貴方は――――――――世界()に何を求めるの」

 

 

 見識者であるギルガメッシュへ尋ねるは、セイバーとランサーの勝敗などという些事では無い。

 己と父が手にする事が決まっている聖杯に求める事など特に意味は無い。

 故の質問だった。

 

 

 

 

 

 

 

 

 ギルガメッシュはただの魔法少女オタクだからという理由だけ(・・)で、メルタトゥムを求めているわけでは無い。

 偽りの聖杯、元よりその原典を持つシュメールの王には、固執する必要は無い。

 叶えられる願いは世界そのものの享受に限られるが、生ける聖杯である姫君(聖権)はかの王の倉の中にも無く、真の王が手に入れるに相応しい物である。

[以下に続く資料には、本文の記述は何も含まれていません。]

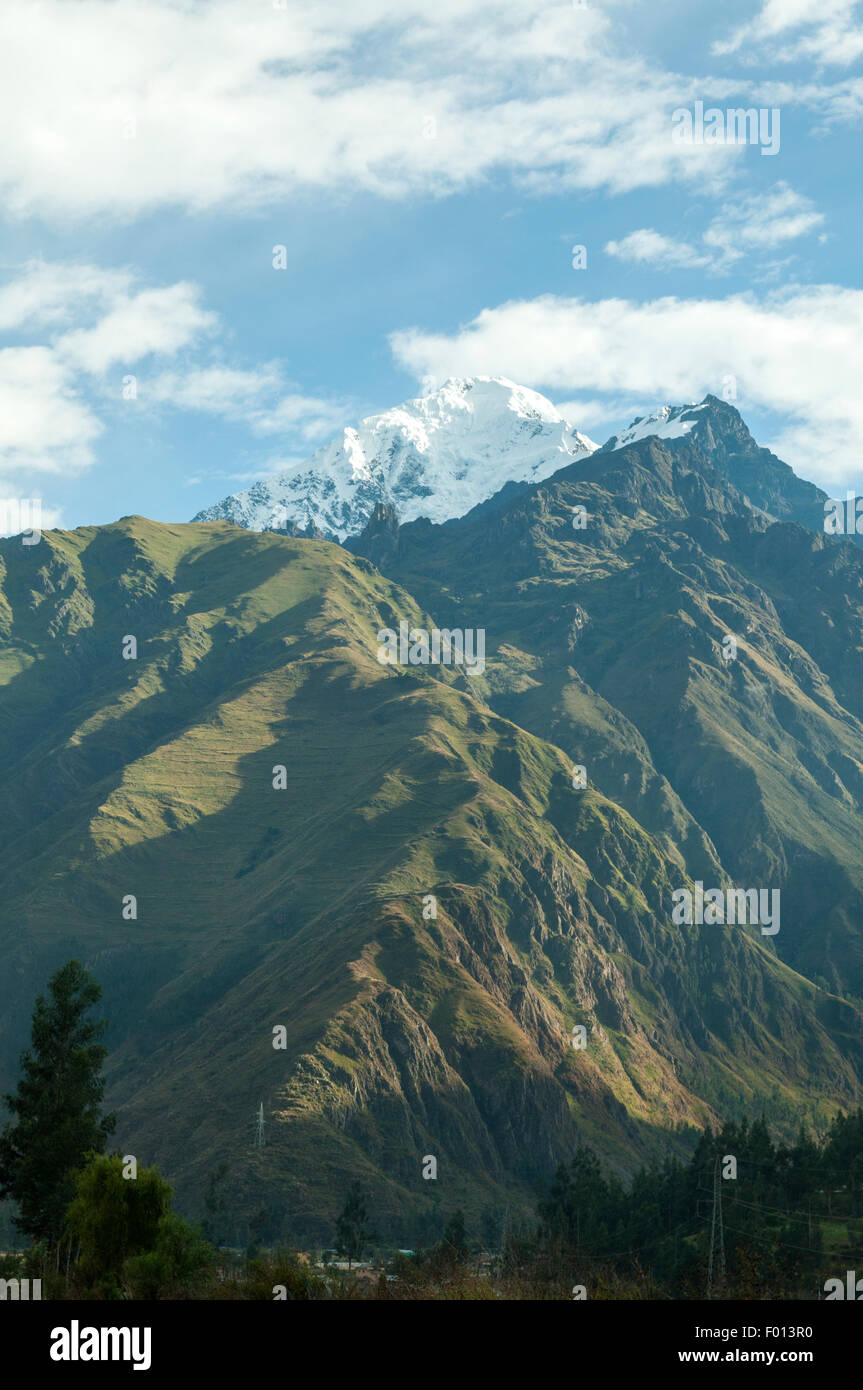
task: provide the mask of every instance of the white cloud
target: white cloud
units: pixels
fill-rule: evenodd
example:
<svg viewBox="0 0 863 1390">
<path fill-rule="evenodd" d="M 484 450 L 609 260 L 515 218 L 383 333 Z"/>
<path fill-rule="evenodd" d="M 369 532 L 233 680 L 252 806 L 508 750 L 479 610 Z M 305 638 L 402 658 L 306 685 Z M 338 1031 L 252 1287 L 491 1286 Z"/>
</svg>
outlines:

 そういった、傲慢でありながら自然な答えが其処にある。

 だが、そう言った『財』の一つとして見ての理由だけ(・・)でもない。

 

 

「恋をするのに理由などというものは無い」

 

 それが、今ギルガメッシュが答えられる理由だった。

 

 

「ありがとう、それ以上の素敵な言葉は想像できないわ」

 

「なら、我の愛を受け入れるが良い」

 

 

 それは、王道にして正道の求婚であった。

 世界最古の英雄王が申し出て、世界最古の姫君へと送る愛の告白。

 これ程までに似つかわしい二人もいないであろう。

 黄金の勇者による黄金の姫への求愛。

 古来より画家や詩人が追い求めた究極の美しさ。

 島国の小さな公園に、世界の祝福が一点に集まろうと言わんばかりの瞬間。

 その答えは――――

 

 

 

「そうね、でも保留で良いかしら。

…夜歩きをして、一晩で二人の男性と語り合うとははしたないと怒られてしまうわ。

――――――――いえ、もう手遅れね」

 

 

 娘を探しに来たもう一人の黄金の王によって打ち切られた。

 

「余に話を通さずに逢い引きか?

――覚悟は出来ているであろうな、英雄王」

 

「面白い、新婦の父親への手向けは宴の終わりに用意していたが、待ちきれなかったか?」

 

 

 

 聖剣の騎士が荒ぶる神子と激突する最中、夜風の止んだ公園で黄金の王達の戦争も始まろうとしていた。

 




王女は、凪いだ風の代わりに手扇が送る風に戯れていた。